Proc Int Conf Intell Syst Mol Biol. 1995;3:359-66.
We have developed a machine discovery system BONSAI which receives positive and negative examples as inputs and produces as a hypothesis a pair of a decision tree over regular patterns and an alphabet indexing. This system has succeeded in discovering reasonable knowledge on transmembrane domain sequences and signal peptide sequences by computer experiments.

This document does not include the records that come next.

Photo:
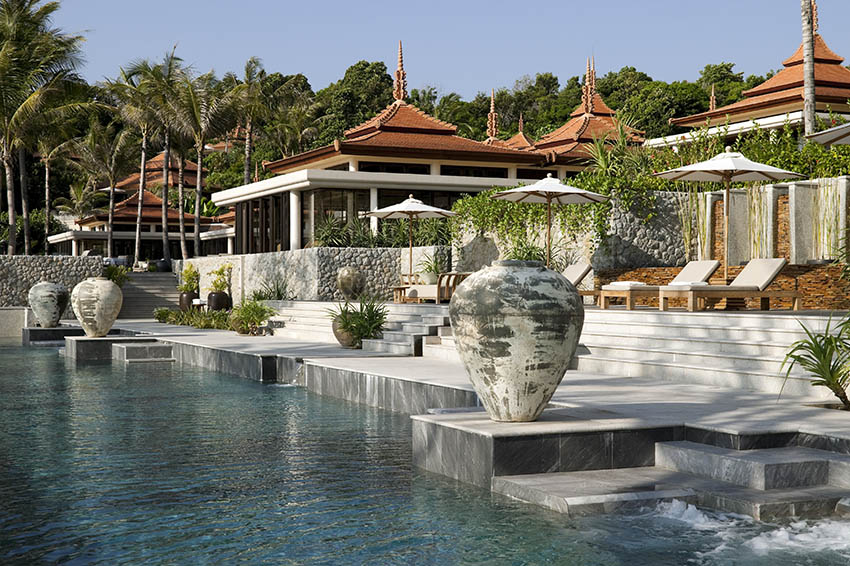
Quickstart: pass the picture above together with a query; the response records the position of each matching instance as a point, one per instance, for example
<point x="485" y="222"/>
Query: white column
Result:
<point x="373" y="205"/>
<point x="294" y="220"/>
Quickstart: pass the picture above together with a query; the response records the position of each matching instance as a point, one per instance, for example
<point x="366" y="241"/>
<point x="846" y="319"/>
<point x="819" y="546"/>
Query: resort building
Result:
<point x="399" y="152"/>
<point x="778" y="100"/>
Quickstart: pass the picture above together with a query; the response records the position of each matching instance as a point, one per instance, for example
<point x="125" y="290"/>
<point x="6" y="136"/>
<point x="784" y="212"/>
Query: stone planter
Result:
<point x="48" y="301"/>
<point x="345" y="339"/>
<point x="350" y="282"/>
<point x="186" y="298"/>
<point x="516" y="325"/>
<point x="96" y="302"/>
<point x="218" y="301"/>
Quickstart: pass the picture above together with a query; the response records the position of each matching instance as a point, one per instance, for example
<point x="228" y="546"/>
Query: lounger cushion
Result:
<point x="759" y="273"/>
<point x="576" y="273"/>
<point x="697" y="271"/>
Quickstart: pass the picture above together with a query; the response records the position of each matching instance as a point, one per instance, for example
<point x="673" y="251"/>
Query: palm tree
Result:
<point x="203" y="109"/>
<point x="105" y="155"/>
<point x="36" y="66"/>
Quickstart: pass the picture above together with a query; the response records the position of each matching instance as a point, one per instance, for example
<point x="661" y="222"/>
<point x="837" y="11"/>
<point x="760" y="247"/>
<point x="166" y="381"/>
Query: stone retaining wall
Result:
<point x="19" y="273"/>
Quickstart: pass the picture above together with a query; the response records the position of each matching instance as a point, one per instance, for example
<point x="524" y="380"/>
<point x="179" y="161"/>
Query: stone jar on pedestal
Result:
<point x="350" y="282"/>
<point x="48" y="301"/>
<point x="96" y="302"/>
<point x="516" y="325"/>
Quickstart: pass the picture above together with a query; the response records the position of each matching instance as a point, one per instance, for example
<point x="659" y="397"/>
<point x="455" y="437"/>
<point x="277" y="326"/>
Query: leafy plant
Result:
<point x="191" y="279"/>
<point x="221" y="278"/>
<point x="826" y="357"/>
<point x="364" y="322"/>
<point x="248" y="316"/>
<point x="118" y="274"/>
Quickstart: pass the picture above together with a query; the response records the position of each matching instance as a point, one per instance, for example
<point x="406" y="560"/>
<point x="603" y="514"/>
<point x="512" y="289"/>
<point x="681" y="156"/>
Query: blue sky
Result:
<point x="461" y="46"/>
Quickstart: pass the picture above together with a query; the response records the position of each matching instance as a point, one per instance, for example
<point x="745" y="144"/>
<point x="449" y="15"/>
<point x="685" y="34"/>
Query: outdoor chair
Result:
<point x="695" y="272"/>
<point x="751" y="283"/>
<point x="412" y="290"/>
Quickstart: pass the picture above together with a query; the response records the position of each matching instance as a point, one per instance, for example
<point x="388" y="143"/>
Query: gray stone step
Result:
<point x="764" y="469"/>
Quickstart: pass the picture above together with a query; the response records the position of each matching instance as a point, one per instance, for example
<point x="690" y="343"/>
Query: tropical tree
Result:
<point x="105" y="155"/>
<point x="203" y="110"/>
<point x="36" y="67"/>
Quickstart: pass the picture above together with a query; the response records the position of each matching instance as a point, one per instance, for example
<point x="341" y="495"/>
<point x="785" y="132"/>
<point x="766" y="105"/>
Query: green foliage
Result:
<point x="248" y="316"/>
<point x="364" y="322"/>
<point x="221" y="278"/>
<point x="118" y="274"/>
<point x="825" y="356"/>
<point x="191" y="279"/>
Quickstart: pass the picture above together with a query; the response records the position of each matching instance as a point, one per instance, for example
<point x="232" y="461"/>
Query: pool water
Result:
<point x="153" y="465"/>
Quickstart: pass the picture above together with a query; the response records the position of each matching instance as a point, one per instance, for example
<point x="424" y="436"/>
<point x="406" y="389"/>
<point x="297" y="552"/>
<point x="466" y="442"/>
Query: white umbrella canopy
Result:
<point x="410" y="208"/>
<point x="727" y="167"/>
<point x="549" y="190"/>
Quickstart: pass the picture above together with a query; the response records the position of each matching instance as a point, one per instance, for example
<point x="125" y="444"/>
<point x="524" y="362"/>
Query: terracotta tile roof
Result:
<point x="126" y="210"/>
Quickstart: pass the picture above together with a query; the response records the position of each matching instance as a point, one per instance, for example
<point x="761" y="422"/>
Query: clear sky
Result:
<point x="465" y="46"/>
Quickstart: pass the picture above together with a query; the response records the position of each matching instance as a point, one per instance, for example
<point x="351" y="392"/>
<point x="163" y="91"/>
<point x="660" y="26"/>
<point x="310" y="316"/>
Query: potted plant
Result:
<point x="218" y="299"/>
<point x="189" y="287"/>
<point x="353" y="325"/>
<point x="249" y="316"/>
<point x="430" y="268"/>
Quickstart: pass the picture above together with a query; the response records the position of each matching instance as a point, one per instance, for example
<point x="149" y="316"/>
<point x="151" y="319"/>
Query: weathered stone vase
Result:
<point x="48" y="301"/>
<point x="516" y="325"/>
<point x="351" y="282"/>
<point x="96" y="302"/>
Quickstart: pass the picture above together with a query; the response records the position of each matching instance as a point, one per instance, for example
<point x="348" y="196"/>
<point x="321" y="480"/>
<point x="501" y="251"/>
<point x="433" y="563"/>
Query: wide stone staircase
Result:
<point x="144" y="292"/>
<point x="743" y="350"/>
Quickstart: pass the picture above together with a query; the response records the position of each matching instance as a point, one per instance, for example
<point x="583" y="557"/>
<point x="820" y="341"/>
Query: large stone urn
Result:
<point x="48" y="301"/>
<point x="96" y="302"/>
<point x="351" y="282"/>
<point x="516" y="325"/>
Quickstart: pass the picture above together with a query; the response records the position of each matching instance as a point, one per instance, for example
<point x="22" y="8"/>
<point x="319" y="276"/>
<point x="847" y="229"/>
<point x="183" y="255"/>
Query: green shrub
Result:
<point x="247" y="317"/>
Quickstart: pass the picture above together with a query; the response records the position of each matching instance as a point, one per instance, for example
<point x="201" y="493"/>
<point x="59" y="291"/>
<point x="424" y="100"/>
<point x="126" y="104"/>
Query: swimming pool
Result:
<point x="161" y="465"/>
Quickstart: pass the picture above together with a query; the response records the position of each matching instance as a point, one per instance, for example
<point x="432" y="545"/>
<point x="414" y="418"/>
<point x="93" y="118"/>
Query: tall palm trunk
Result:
<point x="808" y="67"/>
<point x="199" y="187"/>
<point x="47" y="203"/>
<point x="10" y="200"/>
<point x="166" y="251"/>
<point x="181" y="197"/>
<point x="25" y="201"/>
<point x="138" y="249"/>
<point x="249" y="135"/>
<point x="109" y="219"/>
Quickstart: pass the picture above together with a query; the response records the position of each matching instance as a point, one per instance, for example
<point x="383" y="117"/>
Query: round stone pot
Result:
<point x="345" y="339"/>
<point x="186" y="298"/>
<point x="350" y="282"/>
<point x="48" y="301"/>
<point x="218" y="301"/>
<point x="516" y="325"/>
<point x="96" y="302"/>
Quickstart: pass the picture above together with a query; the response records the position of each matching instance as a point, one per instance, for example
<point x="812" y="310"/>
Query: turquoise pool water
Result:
<point x="99" y="465"/>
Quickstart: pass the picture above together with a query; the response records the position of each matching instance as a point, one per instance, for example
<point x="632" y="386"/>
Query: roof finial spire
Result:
<point x="492" y="117"/>
<point x="814" y="16"/>
<point x="400" y="83"/>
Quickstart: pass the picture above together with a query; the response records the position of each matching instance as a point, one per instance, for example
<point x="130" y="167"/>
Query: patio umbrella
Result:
<point x="727" y="167"/>
<point x="550" y="190"/>
<point x="410" y="209"/>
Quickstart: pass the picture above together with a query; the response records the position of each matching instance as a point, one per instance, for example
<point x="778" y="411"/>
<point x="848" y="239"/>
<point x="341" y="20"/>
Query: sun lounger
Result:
<point x="751" y="283"/>
<point x="694" y="273"/>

However, when several kinds of sequences are mixed in the data, it does not seem reasonable for a single BONSAI system to find a hypothesis of a reasonably small size with high accuracy. For this purpose, we have designed a system BONSAI Garden, in which several BONSAI's and a program called Gardener run over a network in parallel, to partition the data into some number of classes together with hypotheses explaining these classes accurately.
我们开发了一个机器发现系统BONSAI,它将正例和反例作为输入,并生成一个假设,该假设是由基于正则模式的决策树和字母索引组成的对。通过计算机实验,该系统成功地发现了关于跨膜结构域序列和信号肽序列的合理知识。然而,当数据中混合了几种不同的序列时,单个BONSAI系统要找到一个尺寸合理且准确率高的假设似乎并不合理。为此,我们设计了一个系统BONSAI Garden,其中多个BONSAI和一个名为Gardener的程序在网络上并行运行,以便将数据划分为若干类,并准确地解释这些类的假设。